欧州議会の国際貿易委員会は4月25日、域外国政府から補助金などの支援を受けた企業によるEU企業の買収や公共調達での受注に対処する規則案を全会一致で採択した。EU市場で影響力を強める中国を念頭に置いたもので、一定規模以上の買収や公共調達への入札について事前通知を求める内容。欧州委員会が健全な競争を歪めると判断した場合、取引を差し止めることも可能になる。規則案は近く欧州議会本会議で採択される見通しで、その後、最終合意に向けて閣僚理事会との交渉に入る。

規則案によると、域外国政府から5,000万ユーロ相当を超える補助金を受けた企業が、売上高4億ユーロ以上のEU企業を買収する際、補助金について欧州委に予め通知することを義務付ける。取引額が2億ユーロを超える公共調達に参加する場合も同様の義務を課す。事前通知を義務付ける基準について、欧州委の原案では買収ターゲットの売上高が5億ユーロ以上、公共調達の規模は2億5,000万ユーロとなっていたが、国際貿易委では条件を厳格化した修正案が支持された。

域外国政府による補助金には直接補助だけでなく、低利融資や税制上の優遇措置、無制限の保証など、あらゆる形の公的補助が含まれる。欧州委は通知に沿って審査を行い、域外国からの補助金によって競争が歪められると判断した場合、必要に応じて資産売却や補助金の返済といった是正措置を求めるほか、買収や落札を阻止することが可能。通知を怠った場合は最大で年間売上高の10%の制裁金を科すことができる。

また、買収や公共調達の取引規模が上記の基準を下回る場合も、域外国からの公的補助によって競争が歪められる可能性があると判断した場合、欧州委は職権に基づいて調査を行うことができる。

EUは単一市場における公正な競争を確保するため、国家補助規制で企業への公的補助を厳しく制限している。
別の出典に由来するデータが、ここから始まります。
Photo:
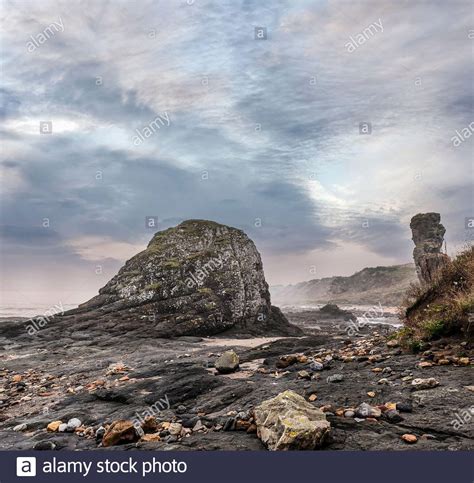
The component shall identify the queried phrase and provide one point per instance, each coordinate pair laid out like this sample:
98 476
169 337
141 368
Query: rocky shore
92 389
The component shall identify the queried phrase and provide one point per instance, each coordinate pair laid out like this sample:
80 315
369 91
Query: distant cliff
386 285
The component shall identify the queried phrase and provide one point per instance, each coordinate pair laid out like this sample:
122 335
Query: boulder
199 278
289 422
228 362
419 383
428 236
120 432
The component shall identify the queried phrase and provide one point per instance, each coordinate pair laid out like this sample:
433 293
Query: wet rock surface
167 394
428 236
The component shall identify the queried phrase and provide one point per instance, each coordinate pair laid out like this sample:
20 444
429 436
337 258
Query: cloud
263 135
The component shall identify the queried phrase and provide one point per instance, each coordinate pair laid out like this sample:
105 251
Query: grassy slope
446 307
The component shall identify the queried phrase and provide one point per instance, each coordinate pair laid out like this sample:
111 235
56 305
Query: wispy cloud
273 123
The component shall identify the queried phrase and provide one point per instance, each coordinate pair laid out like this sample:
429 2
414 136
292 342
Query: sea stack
199 278
428 236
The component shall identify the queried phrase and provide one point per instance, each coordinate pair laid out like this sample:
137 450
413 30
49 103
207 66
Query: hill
371 285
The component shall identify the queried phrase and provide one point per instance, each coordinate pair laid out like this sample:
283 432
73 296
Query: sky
258 115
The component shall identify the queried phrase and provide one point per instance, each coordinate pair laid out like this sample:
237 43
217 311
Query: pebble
335 378
44 446
304 375
365 410
393 416
73 423
316 366
409 438
99 434
181 409
198 425
404 407
53 426
175 428
419 383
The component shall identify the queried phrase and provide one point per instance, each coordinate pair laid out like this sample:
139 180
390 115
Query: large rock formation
199 278
428 235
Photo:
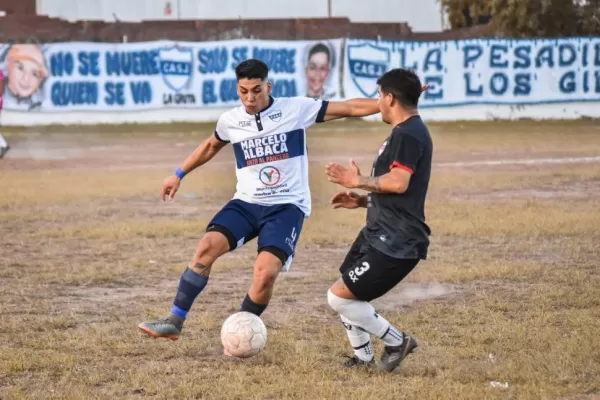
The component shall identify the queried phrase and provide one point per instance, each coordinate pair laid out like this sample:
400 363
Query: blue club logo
176 66
367 63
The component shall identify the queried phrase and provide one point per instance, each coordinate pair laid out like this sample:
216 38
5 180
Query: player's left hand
347 177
しかし域外企業には適用されないため、産業界は中国をはじめとする外国政府の補助金を後ろ盾に国営企業などがEU企業を買収したり、安い価格で入札している可能性があると警戒を強めていた。こうした中で欧州委は20年6月、「外国補助金に関する競争の公平性」と題する白書をまとめ、21年5月に同白書を土台にした規則案を発表していた。